Previous work by the scholar and Jesuit priest Franz X. Kugler,
entitled “Sternkunde und Sterndienst in Babel” appears to have influenced
Sitchin. It was here that the idea was first proposed that the central figure
in the epic, Marduk, might be likened to a "fast-moving celestial body,
orbiting in a great elliptical path just like a comet".
1
The
argument is compelling, given the various clues in the Enuma Elish.

The path travelled by Marduk is 'loftier' and 'grander' than the
rest of the 'gods'. It implies that Marduk lies beyond them, as we have
described for the Dark Star. Yet, still, the direct quotes about the associated
phenomenon 'Nibiru' describe something observable.

Kugler's argument seems to have been the intellectual seed that
sparked off Sitchin's wide-ranging theory about the planet Nibiru, and the
pantheon of gods associated with it. Since 'regular' comets sweep through the
planetary zone during their perihelion passages, it must have seemed reasonable
to Sitchin that Nibiru/ Marduk would behave in the same way, particularly as
its point of origin as a member of the solar family began with its catastrophic
encounter with the celestial Tiamat at a location between Mars and Jupiter.

The fact that this solution for the meaning of “Nibiru” was
considered by scholars before Sitchin is lost on many of his critics,
particularly those in the academic community.
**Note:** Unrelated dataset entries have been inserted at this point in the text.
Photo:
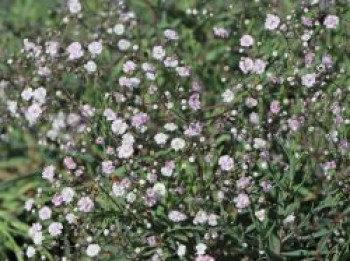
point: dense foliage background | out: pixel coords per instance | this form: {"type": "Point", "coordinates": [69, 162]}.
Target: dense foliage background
{"type": "Point", "coordinates": [301, 158]}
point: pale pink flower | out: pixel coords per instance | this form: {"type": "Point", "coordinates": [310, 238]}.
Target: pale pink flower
{"type": "Point", "coordinates": [246, 40]}
{"type": "Point", "coordinates": [242, 201]}
{"type": "Point", "coordinates": [55, 229]}
{"type": "Point", "coordinates": [45, 213]}
{"type": "Point", "coordinates": [75, 51]}
{"type": "Point", "coordinates": [226, 163]}
{"type": "Point", "coordinates": [246, 65]}
{"type": "Point", "coordinates": [331, 21]}
{"type": "Point", "coordinates": [85, 204]}
{"type": "Point", "coordinates": [272, 22]}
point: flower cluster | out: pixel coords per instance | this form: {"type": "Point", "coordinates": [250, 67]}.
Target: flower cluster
{"type": "Point", "coordinates": [169, 159]}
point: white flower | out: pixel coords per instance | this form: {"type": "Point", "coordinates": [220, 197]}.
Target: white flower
{"type": "Point", "coordinates": [171, 34]}
{"type": "Point", "coordinates": [28, 205]}
{"type": "Point", "coordinates": [178, 144]}
{"type": "Point", "coordinates": [228, 96]}
{"type": "Point", "coordinates": [242, 201]}
{"type": "Point", "coordinates": [75, 51]}
{"type": "Point", "coordinates": [33, 113]}
{"type": "Point", "coordinates": [119, 29]}
{"type": "Point", "coordinates": [110, 114]}
{"type": "Point", "coordinates": [129, 66]}
{"type": "Point", "coordinates": [90, 66]}
{"type": "Point", "coordinates": [260, 214]}
{"type": "Point", "coordinates": [51, 48]}
{"type": "Point", "coordinates": [36, 234]}
{"type": "Point", "coordinates": [246, 65]}
{"type": "Point", "coordinates": [246, 40]}
{"type": "Point", "coordinates": [289, 220]}
{"type": "Point", "coordinates": [71, 218]}
{"type": "Point", "coordinates": [128, 139]}
{"type": "Point", "coordinates": [160, 189]}
{"type": "Point", "coordinates": [67, 194]}
{"type": "Point", "coordinates": [12, 106]}
{"type": "Point", "coordinates": [45, 213]}
{"type": "Point", "coordinates": [331, 21]}
{"type": "Point", "coordinates": [39, 95]}
{"type": "Point", "coordinates": [200, 218]}
{"type": "Point", "coordinates": [93, 250]}
{"type": "Point", "coordinates": [118, 190]}
{"type": "Point", "coordinates": [213, 220]}
{"type": "Point", "coordinates": [259, 66]}
{"type": "Point", "coordinates": [55, 229]}
{"type": "Point", "coordinates": [48, 173]}
{"type": "Point", "coordinates": [30, 252]}
{"type": "Point", "coordinates": [85, 204]}
{"type": "Point", "coordinates": [308, 80]}
{"type": "Point", "coordinates": [124, 45]}
{"type": "Point", "coordinates": [259, 143]}
{"type": "Point", "coordinates": [119, 126]}
{"type": "Point", "coordinates": [201, 248]}
{"type": "Point", "coordinates": [130, 197]}
{"type": "Point", "coordinates": [27, 94]}
{"type": "Point", "coordinates": [74, 6]}
{"type": "Point", "coordinates": [161, 138]}
{"type": "Point", "coordinates": [125, 151]}
{"type": "Point", "coordinates": [272, 22]}
{"type": "Point", "coordinates": [226, 163]}
{"type": "Point", "coordinates": [177, 216]}
{"type": "Point", "coordinates": [158, 52]}
{"type": "Point", "coordinates": [181, 250]}
{"type": "Point", "coordinates": [95, 48]}
{"type": "Point", "coordinates": [170, 126]}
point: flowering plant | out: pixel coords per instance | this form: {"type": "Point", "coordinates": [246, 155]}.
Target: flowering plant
{"type": "Point", "coordinates": [218, 135]}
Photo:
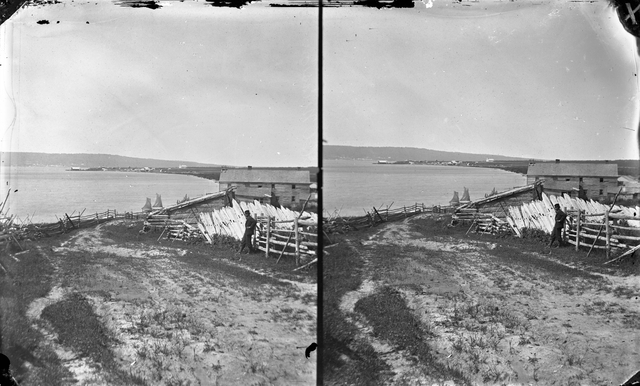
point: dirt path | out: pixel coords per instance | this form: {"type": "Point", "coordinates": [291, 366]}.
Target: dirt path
{"type": "Point", "coordinates": [177, 322]}
{"type": "Point", "coordinates": [497, 318]}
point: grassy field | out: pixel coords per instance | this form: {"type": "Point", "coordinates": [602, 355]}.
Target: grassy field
{"type": "Point", "coordinates": [419, 302]}
{"type": "Point", "coordinates": [112, 306]}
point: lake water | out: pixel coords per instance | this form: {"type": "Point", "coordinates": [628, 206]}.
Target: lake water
{"type": "Point", "coordinates": [48, 192]}
{"type": "Point", "coordinates": [349, 186]}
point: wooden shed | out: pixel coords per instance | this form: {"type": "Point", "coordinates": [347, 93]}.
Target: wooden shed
{"type": "Point", "coordinates": [286, 187]}
{"type": "Point", "coordinates": [586, 180]}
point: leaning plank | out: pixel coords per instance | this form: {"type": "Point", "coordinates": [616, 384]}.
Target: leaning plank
{"type": "Point", "coordinates": [629, 252]}
{"type": "Point", "coordinates": [308, 264]}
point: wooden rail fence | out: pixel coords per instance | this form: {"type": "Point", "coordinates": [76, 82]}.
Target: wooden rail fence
{"type": "Point", "coordinates": [297, 237]}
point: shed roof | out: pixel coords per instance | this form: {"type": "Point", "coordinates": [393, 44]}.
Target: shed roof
{"type": "Point", "coordinates": [270, 176]}
{"type": "Point", "coordinates": [573, 169]}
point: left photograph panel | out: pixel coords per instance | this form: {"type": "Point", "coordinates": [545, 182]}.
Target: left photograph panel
{"type": "Point", "coordinates": [159, 193]}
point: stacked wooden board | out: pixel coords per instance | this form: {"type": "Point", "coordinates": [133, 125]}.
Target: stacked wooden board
{"type": "Point", "coordinates": [229, 221]}
{"type": "Point", "coordinates": [540, 214]}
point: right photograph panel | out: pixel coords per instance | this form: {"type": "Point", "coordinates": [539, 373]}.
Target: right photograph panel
{"type": "Point", "coordinates": [480, 193]}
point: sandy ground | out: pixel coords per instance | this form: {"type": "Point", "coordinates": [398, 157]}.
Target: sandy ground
{"type": "Point", "coordinates": [533, 320]}
{"type": "Point", "coordinates": [175, 324]}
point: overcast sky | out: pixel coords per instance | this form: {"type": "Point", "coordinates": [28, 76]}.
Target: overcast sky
{"type": "Point", "coordinates": [553, 80]}
{"type": "Point", "coordinates": [184, 82]}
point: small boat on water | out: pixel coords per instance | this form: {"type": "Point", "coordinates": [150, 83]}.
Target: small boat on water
{"type": "Point", "coordinates": [158, 203]}
{"type": "Point", "coordinates": [455, 201]}
{"type": "Point", "coordinates": [185, 199]}
{"type": "Point", "coordinates": [465, 197]}
{"type": "Point", "coordinates": [147, 206]}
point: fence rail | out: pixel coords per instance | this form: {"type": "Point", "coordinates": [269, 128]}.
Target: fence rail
{"type": "Point", "coordinates": [298, 243]}
{"type": "Point", "coordinates": [66, 223]}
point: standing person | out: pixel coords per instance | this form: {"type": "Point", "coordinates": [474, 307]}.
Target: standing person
{"type": "Point", "coordinates": [249, 230]}
{"type": "Point", "coordinates": [558, 227]}
{"type": "Point", "coordinates": [6, 379]}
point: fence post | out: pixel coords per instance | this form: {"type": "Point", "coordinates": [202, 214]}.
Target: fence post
{"type": "Point", "coordinates": [606, 221]}
{"type": "Point", "coordinates": [578, 229]}
{"type": "Point", "coordinates": [295, 229]}
{"type": "Point", "coordinates": [266, 253]}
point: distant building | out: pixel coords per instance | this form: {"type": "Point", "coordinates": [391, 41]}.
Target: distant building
{"type": "Point", "coordinates": [587, 180]}
{"type": "Point", "coordinates": [290, 187]}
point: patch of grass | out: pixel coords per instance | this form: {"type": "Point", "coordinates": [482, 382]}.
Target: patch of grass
{"type": "Point", "coordinates": [393, 321]}
{"type": "Point", "coordinates": [27, 279]}
{"type": "Point", "coordinates": [345, 360]}
{"type": "Point", "coordinates": [79, 329]}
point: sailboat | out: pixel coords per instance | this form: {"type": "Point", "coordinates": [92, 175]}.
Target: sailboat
{"type": "Point", "coordinates": [455, 201]}
{"type": "Point", "coordinates": [147, 206]}
{"type": "Point", "coordinates": [158, 203]}
{"type": "Point", "coordinates": [465, 197]}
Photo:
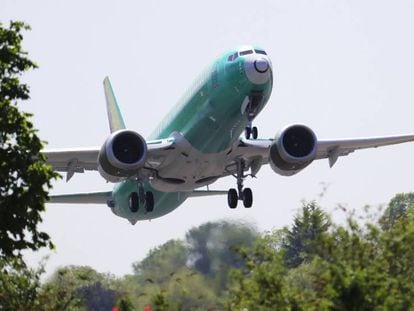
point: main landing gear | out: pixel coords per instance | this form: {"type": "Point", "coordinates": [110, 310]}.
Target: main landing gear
{"type": "Point", "coordinates": [142, 198]}
{"type": "Point", "coordinates": [245, 195]}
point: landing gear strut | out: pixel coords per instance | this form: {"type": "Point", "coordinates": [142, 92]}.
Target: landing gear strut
{"type": "Point", "coordinates": [142, 198]}
{"type": "Point", "coordinates": [251, 132]}
{"type": "Point", "coordinates": [245, 195]}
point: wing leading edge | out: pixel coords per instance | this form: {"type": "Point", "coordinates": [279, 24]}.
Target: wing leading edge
{"type": "Point", "coordinates": [330, 149]}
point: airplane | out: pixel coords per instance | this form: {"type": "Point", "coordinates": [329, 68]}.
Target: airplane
{"type": "Point", "coordinates": [209, 134]}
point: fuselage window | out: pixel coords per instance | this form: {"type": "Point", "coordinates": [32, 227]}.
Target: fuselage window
{"type": "Point", "coordinates": [242, 53]}
{"type": "Point", "coordinates": [260, 52]}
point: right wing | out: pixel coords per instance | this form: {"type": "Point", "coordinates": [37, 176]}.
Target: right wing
{"type": "Point", "coordinates": [82, 198]}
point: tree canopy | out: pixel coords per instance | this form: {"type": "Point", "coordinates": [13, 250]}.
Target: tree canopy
{"type": "Point", "coordinates": [24, 176]}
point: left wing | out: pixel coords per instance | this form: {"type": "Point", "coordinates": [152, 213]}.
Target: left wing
{"type": "Point", "coordinates": [256, 152]}
{"type": "Point", "coordinates": [332, 149]}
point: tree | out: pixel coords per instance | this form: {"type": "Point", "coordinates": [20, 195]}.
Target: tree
{"type": "Point", "coordinates": [19, 285]}
{"type": "Point", "coordinates": [397, 207]}
{"type": "Point", "coordinates": [161, 262]}
{"type": "Point", "coordinates": [79, 287]}
{"type": "Point", "coordinates": [211, 246]}
{"type": "Point", "coordinates": [352, 267]}
{"type": "Point", "coordinates": [24, 176]}
{"type": "Point", "coordinates": [300, 240]}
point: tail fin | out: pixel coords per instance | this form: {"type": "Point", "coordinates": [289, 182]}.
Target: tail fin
{"type": "Point", "coordinates": [114, 114]}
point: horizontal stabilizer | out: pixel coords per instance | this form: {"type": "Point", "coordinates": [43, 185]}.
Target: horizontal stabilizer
{"type": "Point", "coordinates": [82, 198]}
{"type": "Point", "coordinates": [206, 193]}
{"type": "Point", "coordinates": [114, 114]}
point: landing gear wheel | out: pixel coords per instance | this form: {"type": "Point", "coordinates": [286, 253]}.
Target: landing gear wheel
{"type": "Point", "coordinates": [232, 198]}
{"type": "Point", "coordinates": [254, 132]}
{"type": "Point", "coordinates": [133, 202]}
{"type": "Point", "coordinates": [248, 132]}
{"type": "Point", "coordinates": [247, 197]}
{"type": "Point", "coordinates": [149, 201]}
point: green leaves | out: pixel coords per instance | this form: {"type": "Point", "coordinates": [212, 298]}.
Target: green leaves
{"type": "Point", "coordinates": [352, 267]}
{"type": "Point", "coordinates": [24, 176]}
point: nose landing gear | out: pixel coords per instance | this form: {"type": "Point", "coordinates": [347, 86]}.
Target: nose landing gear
{"type": "Point", "coordinates": [245, 195]}
{"type": "Point", "coordinates": [141, 198]}
{"type": "Point", "coordinates": [251, 132]}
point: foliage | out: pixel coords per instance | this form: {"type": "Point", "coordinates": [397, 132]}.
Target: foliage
{"type": "Point", "coordinates": [398, 207]}
{"type": "Point", "coordinates": [301, 239]}
{"type": "Point", "coordinates": [352, 267]}
{"type": "Point", "coordinates": [79, 288]}
{"type": "Point", "coordinates": [19, 285]}
{"type": "Point", "coordinates": [24, 176]}
{"type": "Point", "coordinates": [161, 262]}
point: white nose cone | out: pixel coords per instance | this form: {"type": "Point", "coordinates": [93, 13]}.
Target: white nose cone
{"type": "Point", "coordinates": [257, 69]}
{"type": "Point", "coordinates": [261, 65]}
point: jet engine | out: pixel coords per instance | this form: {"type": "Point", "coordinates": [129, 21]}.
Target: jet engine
{"type": "Point", "coordinates": [122, 155]}
{"type": "Point", "coordinates": [293, 149]}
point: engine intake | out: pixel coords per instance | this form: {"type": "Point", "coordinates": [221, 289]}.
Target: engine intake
{"type": "Point", "coordinates": [122, 155]}
{"type": "Point", "coordinates": [293, 149]}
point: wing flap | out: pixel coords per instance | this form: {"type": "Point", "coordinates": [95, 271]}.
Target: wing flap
{"type": "Point", "coordinates": [206, 193]}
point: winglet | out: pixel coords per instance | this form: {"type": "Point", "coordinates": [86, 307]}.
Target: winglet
{"type": "Point", "coordinates": [114, 114]}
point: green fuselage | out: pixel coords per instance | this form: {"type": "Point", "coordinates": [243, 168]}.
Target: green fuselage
{"type": "Point", "coordinates": [210, 117]}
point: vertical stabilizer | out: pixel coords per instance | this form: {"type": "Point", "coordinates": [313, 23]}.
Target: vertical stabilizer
{"type": "Point", "coordinates": [114, 114]}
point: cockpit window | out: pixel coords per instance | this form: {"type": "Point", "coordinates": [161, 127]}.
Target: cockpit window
{"type": "Point", "coordinates": [260, 52]}
{"type": "Point", "coordinates": [242, 53]}
{"type": "Point", "coordinates": [232, 57]}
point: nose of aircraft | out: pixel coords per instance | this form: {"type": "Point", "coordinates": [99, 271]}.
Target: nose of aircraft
{"type": "Point", "coordinates": [261, 65]}
{"type": "Point", "coordinates": [257, 69]}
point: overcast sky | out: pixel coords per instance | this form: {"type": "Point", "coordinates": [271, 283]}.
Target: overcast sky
{"type": "Point", "coordinates": [344, 68]}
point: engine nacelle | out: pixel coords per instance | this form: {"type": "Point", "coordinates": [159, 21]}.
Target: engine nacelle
{"type": "Point", "coordinates": [122, 155]}
{"type": "Point", "coordinates": [293, 149]}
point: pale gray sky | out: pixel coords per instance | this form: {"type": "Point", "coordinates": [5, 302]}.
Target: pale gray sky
{"type": "Point", "coordinates": [344, 68]}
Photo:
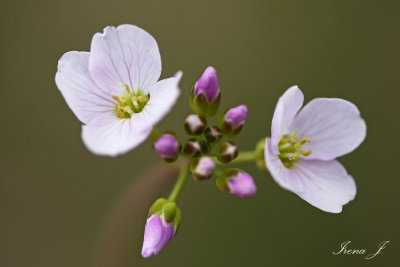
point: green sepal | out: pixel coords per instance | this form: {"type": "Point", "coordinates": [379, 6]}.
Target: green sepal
{"type": "Point", "coordinates": [202, 106]}
{"type": "Point", "coordinates": [157, 207]}
{"type": "Point", "coordinates": [177, 220]}
{"type": "Point", "coordinates": [259, 155]}
{"type": "Point", "coordinates": [169, 211]}
{"type": "Point", "coordinates": [222, 154]}
{"type": "Point", "coordinates": [213, 134]}
{"type": "Point", "coordinates": [222, 179]}
{"type": "Point", "coordinates": [226, 127]}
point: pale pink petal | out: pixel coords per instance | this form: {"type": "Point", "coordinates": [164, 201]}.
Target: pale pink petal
{"type": "Point", "coordinates": [108, 135]}
{"type": "Point", "coordinates": [124, 55]}
{"type": "Point", "coordinates": [279, 173]}
{"type": "Point", "coordinates": [82, 95]}
{"type": "Point", "coordinates": [156, 235]}
{"type": "Point", "coordinates": [324, 184]}
{"type": "Point", "coordinates": [163, 96]}
{"type": "Point", "coordinates": [288, 105]}
{"type": "Point", "coordinates": [153, 235]}
{"type": "Point", "coordinates": [333, 125]}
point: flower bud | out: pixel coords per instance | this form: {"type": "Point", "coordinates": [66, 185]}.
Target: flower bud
{"type": "Point", "coordinates": [194, 124]}
{"type": "Point", "coordinates": [226, 152]}
{"type": "Point", "coordinates": [161, 225]}
{"type": "Point", "coordinates": [212, 134]}
{"type": "Point", "coordinates": [206, 95]}
{"type": "Point", "coordinates": [167, 147]}
{"type": "Point", "coordinates": [202, 169]}
{"type": "Point", "coordinates": [231, 122]}
{"type": "Point", "coordinates": [192, 148]}
{"type": "Point", "coordinates": [236, 182]}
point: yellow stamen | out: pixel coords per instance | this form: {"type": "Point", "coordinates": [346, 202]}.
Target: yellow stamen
{"type": "Point", "coordinates": [304, 140]}
{"type": "Point", "coordinates": [127, 109]}
{"type": "Point", "coordinates": [294, 156]}
{"type": "Point", "coordinates": [135, 104]}
{"type": "Point", "coordinates": [128, 90]}
{"type": "Point", "coordinates": [306, 153]}
{"type": "Point", "coordinates": [143, 98]}
{"type": "Point", "coordinates": [116, 98]}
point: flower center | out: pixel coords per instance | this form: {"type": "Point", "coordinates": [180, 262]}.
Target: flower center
{"type": "Point", "coordinates": [290, 149]}
{"type": "Point", "coordinates": [130, 102]}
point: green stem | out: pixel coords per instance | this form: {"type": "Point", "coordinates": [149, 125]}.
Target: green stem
{"type": "Point", "coordinates": [155, 134]}
{"type": "Point", "coordinates": [180, 182]}
{"type": "Point", "coordinates": [244, 156]}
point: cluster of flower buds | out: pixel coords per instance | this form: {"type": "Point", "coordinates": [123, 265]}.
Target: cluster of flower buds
{"type": "Point", "coordinates": [204, 148]}
{"type": "Point", "coordinates": [168, 147]}
{"type": "Point", "coordinates": [205, 96]}
{"type": "Point", "coordinates": [202, 168]}
{"type": "Point", "coordinates": [162, 223]}
{"type": "Point", "coordinates": [236, 182]}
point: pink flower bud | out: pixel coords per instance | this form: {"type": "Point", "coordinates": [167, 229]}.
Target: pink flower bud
{"type": "Point", "coordinates": [208, 84]}
{"type": "Point", "coordinates": [242, 185]}
{"type": "Point", "coordinates": [157, 234]}
{"type": "Point", "coordinates": [167, 147]}
{"type": "Point", "coordinates": [236, 116]}
{"type": "Point", "coordinates": [231, 122]}
{"type": "Point", "coordinates": [202, 168]}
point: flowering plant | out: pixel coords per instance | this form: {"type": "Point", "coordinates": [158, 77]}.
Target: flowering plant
{"type": "Point", "coordinates": [114, 91]}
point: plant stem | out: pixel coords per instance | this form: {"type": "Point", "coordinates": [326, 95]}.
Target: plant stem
{"type": "Point", "coordinates": [180, 182]}
{"type": "Point", "coordinates": [244, 156]}
{"type": "Point", "coordinates": [155, 134]}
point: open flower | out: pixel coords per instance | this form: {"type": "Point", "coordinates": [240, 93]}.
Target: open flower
{"type": "Point", "coordinates": [304, 144]}
{"type": "Point", "coordinates": [114, 89]}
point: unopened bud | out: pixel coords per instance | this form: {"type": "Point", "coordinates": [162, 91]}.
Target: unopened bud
{"type": "Point", "coordinates": [194, 124]}
{"type": "Point", "coordinates": [213, 134]}
{"type": "Point", "coordinates": [206, 94]}
{"type": "Point", "coordinates": [161, 225]}
{"type": "Point", "coordinates": [202, 169]}
{"type": "Point", "coordinates": [168, 147]}
{"type": "Point", "coordinates": [236, 182]}
{"type": "Point", "coordinates": [226, 152]}
{"type": "Point", "coordinates": [192, 148]}
{"type": "Point", "coordinates": [231, 122]}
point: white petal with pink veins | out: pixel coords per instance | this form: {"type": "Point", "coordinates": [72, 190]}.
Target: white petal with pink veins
{"type": "Point", "coordinates": [333, 125]}
{"type": "Point", "coordinates": [108, 135]}
{"type": "Point", "coordinates": [163, 96]}
{"type": "Point", "coordinates": [80, 92]}
{"type": "Point", "coordinates": [288, 105]}
{"type": "Point", "coordinates": [324, 184]}
{"type": "Point", "coordinates": [124, 55]}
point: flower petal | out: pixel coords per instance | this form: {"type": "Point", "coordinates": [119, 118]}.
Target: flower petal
{"type": "Point", "coordinates": [324, 184]}
{"type": "Point", "coordinates": [333, 125]}
{"type": "Point", "coordinates": [108, 135]}
{"type": "Point", "coordinates": [163, 96]}
{"type": "Point", "coordinates": [153, 235]}
{"type": "Point", "coordinates": [288, 105]}
{"type": "Point", "coordinates": [124, 55]}
{"type": "Point", "coordinates": [156, 235]}
{"type": "Point", "coordinates": [82, 95]}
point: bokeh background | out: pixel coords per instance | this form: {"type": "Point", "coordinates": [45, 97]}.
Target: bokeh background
{"type": "Point", "coordinates": [63, 206]}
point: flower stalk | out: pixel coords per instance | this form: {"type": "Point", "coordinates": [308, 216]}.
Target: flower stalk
{"type": "Point", "coordinates": [180, 182]}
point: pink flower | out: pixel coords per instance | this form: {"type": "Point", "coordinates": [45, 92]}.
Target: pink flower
{"type": "Point", "coordinates": [157, 234]}
{"type": "Point", "coordinates": [242, 185]}
{"type": "Point", "coordinates": [208, 84]}
{"type": "Point", "coordinates": [114, 89]}
{"type": "Point", "coordinates": [300, 155]}
{"type": "Point", "coordinates": [167, 147]}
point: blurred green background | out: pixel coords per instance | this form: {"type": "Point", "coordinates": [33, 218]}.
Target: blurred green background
{"type": "Point", "coordinates": [57, 200]}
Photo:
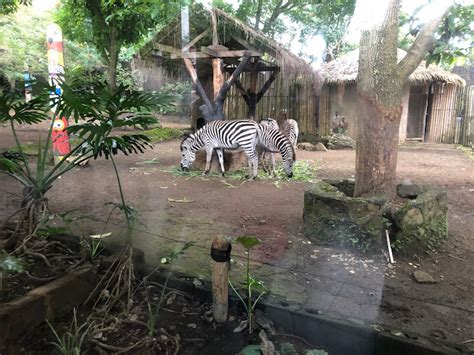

Waiting for the Apocalypse

In 2003, I was interviewed on film by three post-graduate
journalism students, who were completing their studies at the University of
Westminster, London. They were making a documentary called “Waiting for the
Apocalypse”, which featured several prominent astronomers, including the
celebrated Astronomer Royal, Sir Martin Rees.
2

The video outlined three possible threats from space: impact
events from asteroids and comets, the infiltration of cosmic viruses into the
atmosphere, and the coming of Nibiru. Unfortunately, this fascinating video is
not available commercially, but I have published some details about it onto the
Internet.
3
I felt compelled to do this because the video contained
some controversial criticisms leveled against Zecharia Sitchin by two
Sumerologists, who are curators at the British Museum.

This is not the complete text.